(con il contributo di Davide Pollastri) – Il match più atteso del format “Glory in Giza”, evento pugilistico (in programma sabato scorso) promosso in collaborazione dalla Goldstar di Spencer Brown, dalla Matchroom Boxing di Eddie Hearn e dalla Ready to Fight di Sergey Lapin, ha premiato l’attuale detentore delle cinture IBF, IBO, WBC e WBA Super dei pesi massimi.
L’atteso incontro (per il titolo WBC dei pesi massimi) tra l’imbattuto “Re” dei pesi massimi e “The King of Kickboxing” non ha deluso le aspettative.
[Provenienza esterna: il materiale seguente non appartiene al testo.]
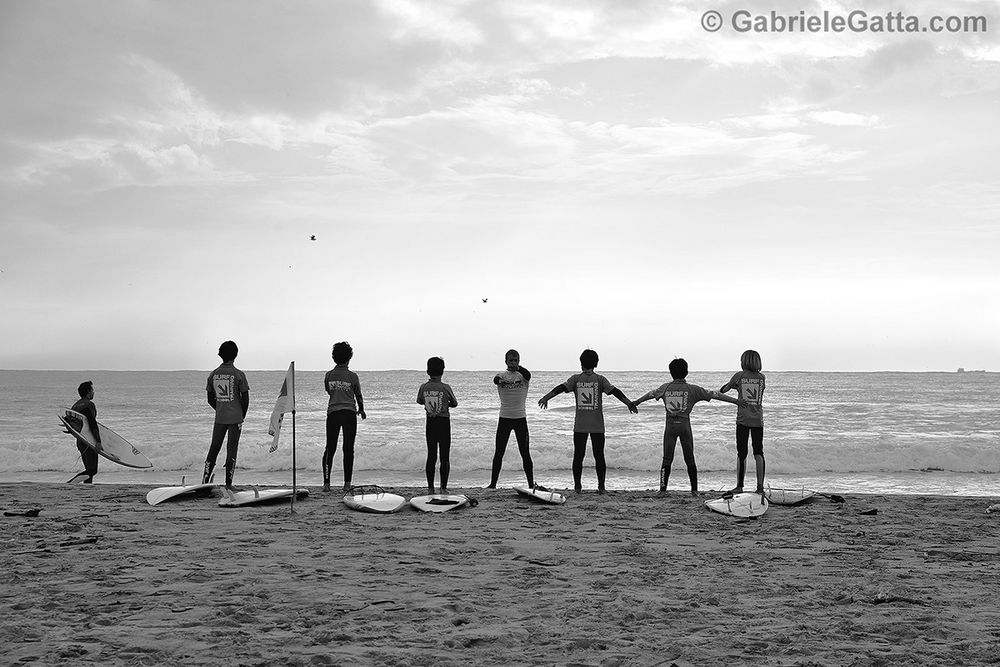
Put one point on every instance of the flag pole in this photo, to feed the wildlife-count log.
(294, 488)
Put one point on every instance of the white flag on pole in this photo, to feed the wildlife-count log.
(285, 403)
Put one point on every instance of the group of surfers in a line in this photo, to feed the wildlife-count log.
(228, 393)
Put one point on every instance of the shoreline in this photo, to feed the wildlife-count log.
(336, 493)
(101, 577)
(910, 483)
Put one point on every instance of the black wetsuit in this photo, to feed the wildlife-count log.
(86, 407)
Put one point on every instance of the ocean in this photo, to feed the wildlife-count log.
(880, 432)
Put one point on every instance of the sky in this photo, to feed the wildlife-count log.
(481, 175)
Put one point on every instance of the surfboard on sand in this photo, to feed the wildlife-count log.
(374, 499)
(788, 496)
(162, 493)
(440, 502)
(740, 505)
(257, 496)
(542, 494)
(113, 446)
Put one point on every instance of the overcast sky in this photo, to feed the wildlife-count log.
(607, 174)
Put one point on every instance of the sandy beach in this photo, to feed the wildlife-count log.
(101, 577)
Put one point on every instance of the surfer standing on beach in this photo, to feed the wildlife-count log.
(229, 395)
(749, 418)
(346, 403)
(437, 397)
(588, 388)
(512, 386)
(88, 409)
(678, 399)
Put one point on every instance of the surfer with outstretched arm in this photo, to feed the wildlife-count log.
(346, 403)
(229, 395)
(512, 386)
(588, 387)
(678, 399)
(87, 408)
(749, 418)
(437, 397)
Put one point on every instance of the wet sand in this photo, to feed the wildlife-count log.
(101, 577)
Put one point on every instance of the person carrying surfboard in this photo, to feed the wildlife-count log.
(512, 386)
(87, 408)
(346, 403)
(437, 397)
(749, 418)
(679, 399)
(588, 388)
(229, 395)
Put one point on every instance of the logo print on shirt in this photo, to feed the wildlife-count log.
(586, 396)
(434, 402)
(224, 388)
(675, 401)
(751, 391)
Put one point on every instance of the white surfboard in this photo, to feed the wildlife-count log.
(439, 502)
(544, 495)
(374, 499)
(788, 496)
(740, 504)
(257, 496)
(113, 446)
(162, 493)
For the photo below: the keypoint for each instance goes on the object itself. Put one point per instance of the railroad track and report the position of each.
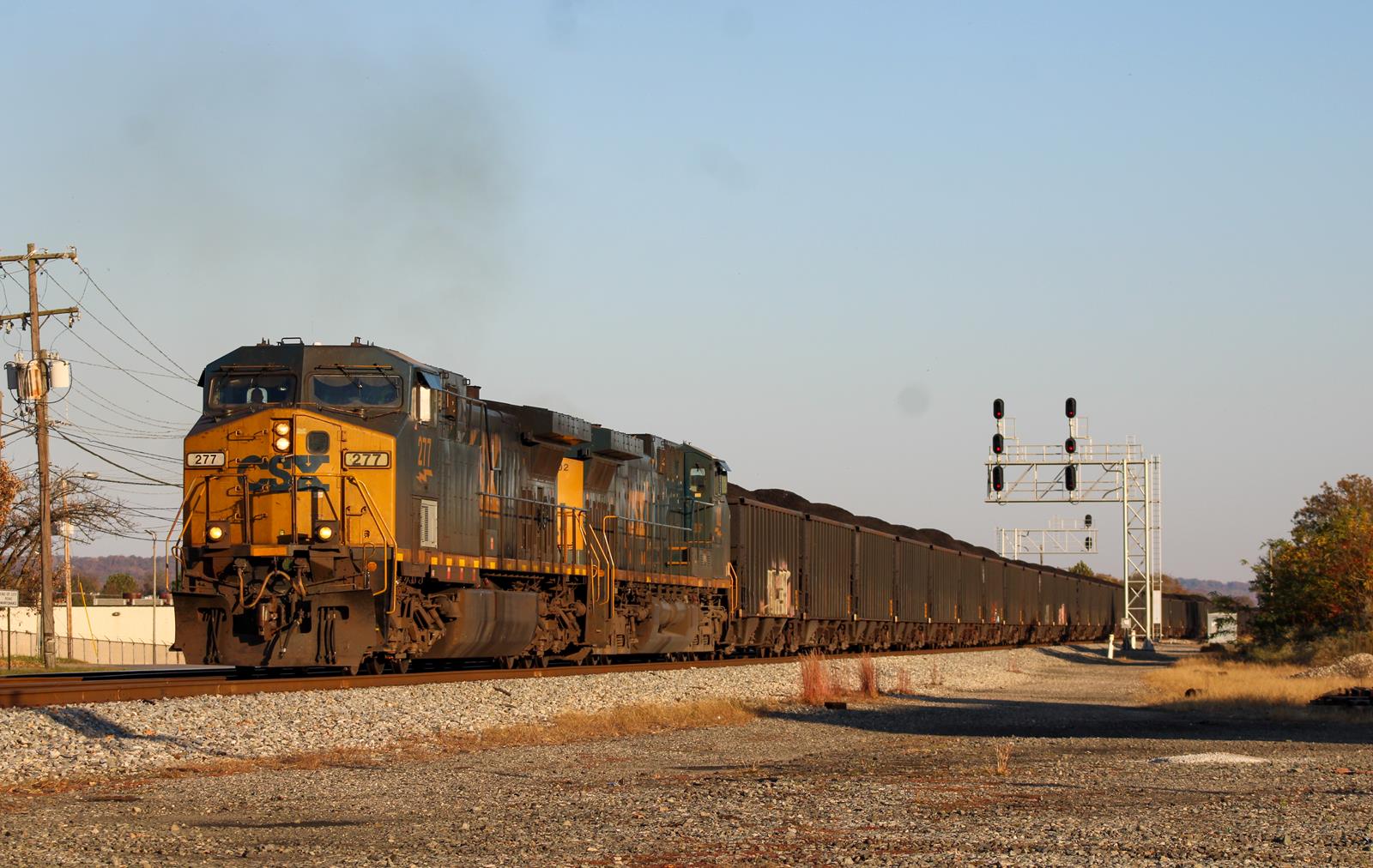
(130, 685)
In Egitto, ai piedi delle Piramidi di Giza (e in pay-per-view su DAZN), Rico Verhoeven, indiscusso detentore del GLORY Heavyweight World Championship dal 2013 al 2025, titolo che ha abbandonato per tentare l’avventura nella boxe, ha saputo tenere testa a un campionissimo del calibro di Oleksandr Usyk (25-0, di cui 16 KO), che ha sì prevalso all’undicesima ripresa, ma solo grazie alla controversa decisione dell’arbitro Mark Lyson di fermare il match.
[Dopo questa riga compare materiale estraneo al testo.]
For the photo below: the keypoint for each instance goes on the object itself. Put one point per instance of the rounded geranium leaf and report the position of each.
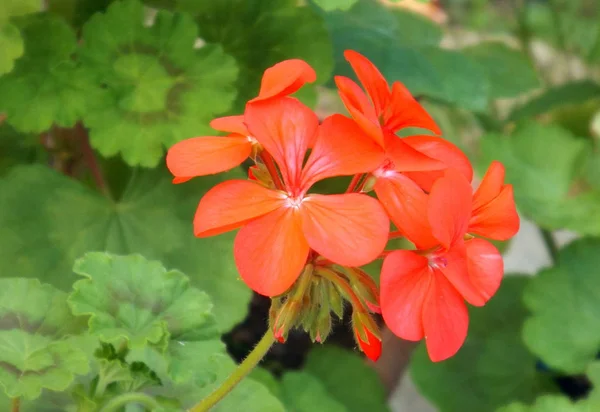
(46, 87)
(36, 351)
(48, 220)
(157, 87)
(129, 297)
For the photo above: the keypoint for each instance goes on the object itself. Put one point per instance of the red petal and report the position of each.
(486, 267)
(231, 124)
(359, 107)
(404, 111)
(202, 156)
(406, 204)
(449, 208)
(285, 78)
(371, 348)
(405, 280)
(284, 127)
(350, 229)
(442, 150)
(457, 272)
(491, 185)
(445, 319)
(270, 252)
(406, 158)
(371, 78)
(339, 139)
(498, 219)
(233, 203)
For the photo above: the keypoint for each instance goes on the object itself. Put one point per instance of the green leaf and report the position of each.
(304, 392)
(155, 88)
(542, 163)
(261, 33)
(35, 352)
(139, 300)
(565, 305)
(403, 46)
(492, 368)
(565, 95)
(329, 5)
(48, 220)
(11, 47)
(347, 378)
(46, 87)
(509, 71)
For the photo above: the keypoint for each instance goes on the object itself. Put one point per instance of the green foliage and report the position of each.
(564, 302)
(34, 336)
(48, 220)
(347, 378)
(543, 164)
(509, 71)
(493, 367)
(154, 88)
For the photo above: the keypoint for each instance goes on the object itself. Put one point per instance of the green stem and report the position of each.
(550, 244)
(15, 404)
(118, 402)
(244, 368)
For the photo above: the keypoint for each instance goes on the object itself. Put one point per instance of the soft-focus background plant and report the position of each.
(92, 92)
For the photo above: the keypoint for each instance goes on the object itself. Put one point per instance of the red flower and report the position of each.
(280, 226)
(423, 294)
(200, 156)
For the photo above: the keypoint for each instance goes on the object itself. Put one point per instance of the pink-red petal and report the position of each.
(285, 78)
(491, 185)
(405, 282)
(284, 127)
(485, 266)
(445, 319)
(406, 204)
(497, 219)
(449, 208)
(404, 111)
(231, 124)
(339, 139)
(371, 78)
(360, 108)
(200, 156)
(270, 252)
(233, 203)
(442, 150)
(350, 229)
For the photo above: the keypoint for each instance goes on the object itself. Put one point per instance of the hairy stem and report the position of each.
(15, 404)
(117, 403)
(91, 161)
(243, 369)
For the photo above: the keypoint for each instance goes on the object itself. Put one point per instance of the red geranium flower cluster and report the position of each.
(304, 249)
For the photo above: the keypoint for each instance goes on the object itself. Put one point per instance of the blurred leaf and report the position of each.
(303, 392)
(35, 352)
(568, 94)
(509, 71)
(347, 378)
(46, 87)
(565, 305)
(260, 33)
(47, 221)
(542, 163)
(329, 5)
(11, 43)
(493, 367)
(402, 46)
(155, 88)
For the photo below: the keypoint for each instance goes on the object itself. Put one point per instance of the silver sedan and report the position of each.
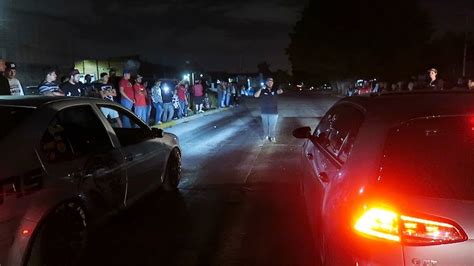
(66, 164)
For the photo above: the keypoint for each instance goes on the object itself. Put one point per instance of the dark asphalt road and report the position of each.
(238, 203)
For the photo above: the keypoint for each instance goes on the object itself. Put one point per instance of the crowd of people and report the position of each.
(228, 94)
(169, 99)
(432, 83)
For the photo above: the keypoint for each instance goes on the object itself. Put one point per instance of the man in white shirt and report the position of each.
(15, 85)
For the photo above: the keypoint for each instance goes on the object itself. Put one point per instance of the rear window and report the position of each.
(12, 117)
(431, 157)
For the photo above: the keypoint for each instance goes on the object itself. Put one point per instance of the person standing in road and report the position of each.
(167, 95)
(198, 92)
(140, 99)
(269, 108)
(435, 83)
(470, 83)
(15, 85)
(182, 100)
(107, 92)
(73, 87)
(49, 87)
(4, 85)
(157, 100)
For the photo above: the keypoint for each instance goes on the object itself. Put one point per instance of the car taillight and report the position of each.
(389, 225)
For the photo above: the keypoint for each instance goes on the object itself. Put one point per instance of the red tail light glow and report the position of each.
(389, 225)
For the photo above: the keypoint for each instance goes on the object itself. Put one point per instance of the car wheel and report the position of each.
(61, 239)
(173, 171)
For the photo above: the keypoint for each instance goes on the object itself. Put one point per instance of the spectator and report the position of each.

La decisione dell’arbitro britannico è maturata dopo che Rico, rimessosi in piedi, dopo essere stato atterrato da un montante destro, è finito nuovamente all’angolo, bersagliato dai colpi del temibile campione ucraino. Al momento del TKO, due giudici su tre (Fabian Guggenheim e Manuel Oliver Palomo) vedevano i contendenti in perfetta parità, mentre per il terzo, l’italo-canadese Pasquale Procopio, era addirittura Verhoeven a essere in vantaggio (l’olandese ha saputo sfruttare sia la sua indubbia fisicità sul ring, ma anche una reach indiscutibile).

Per chi sa guardare oltre il risultato, la prestazione di Rico ha detto molto: 113 colpi a segno contro i 112 di Usyk, una performance da pari a pari contro il miglior peso massimo del pianeta. Verhoeven ha già annunciato l’intenzione di tornare presto sul ring. E il ritorno, a differenza di quanto accaduto dopo il suo primo match vinto nel 2014 contro Janos Finfera, non dovrebbe farsi attendere altri 12 anni. Il suo allenatore Peter Fury ha chiesto pubblicamente il rematch, sottolineando che, con più esperienza, l’olandese può fare ancora meglio. Anche Usyk si è detto aperto a una rivincita immediata, anche se la WBC potrebbe imporgli di affrontare prima il suo sfidante obbligatorio, il tedesco Agit Kabayel.

Certamente la perfomance del kickboxer olandese apre a nuovi scenari nel mondo degli sport da combattimento. “Adesso vedrete che molti altri kickboxer imboccheranno la strada del pugilato, sull’onda dell’ottima performance di Rico Verhoeven” – ha dichiarato il promoter lombardo Carlo Di Blasi (nella foto sopra) – “Rico ha dimostrato non solo di poter combattere ad armi pari, ma anche di potersela giocare fino all’ultimo. Tecnicamente è stato fermato dall’arbitro all’ultimo secondo della 11ima ripresa. Se si fosse ripreso, prima appunto dell’ultimo round, poteva giocarsela fino all’ultimo per il successo“.
Negli altri incontri della serata sono da segnalare le prestazioni di Jack Catterall, che ha battuto per decisione unanime Shakhram Giyasov e conquistato il vacante titolo WBA dei welter; di Hamzah Sheeraz, che ha battuto per KO Alem Begic e conquistato il vacante titolo WBO dei super medi; e della 30enne giapponese Mizuki Hiruta, che ha battuto, per decisione unanime, la boxeur australiana-egiziana Mai Soliman e conservato il mondiale WBO dei super mosca.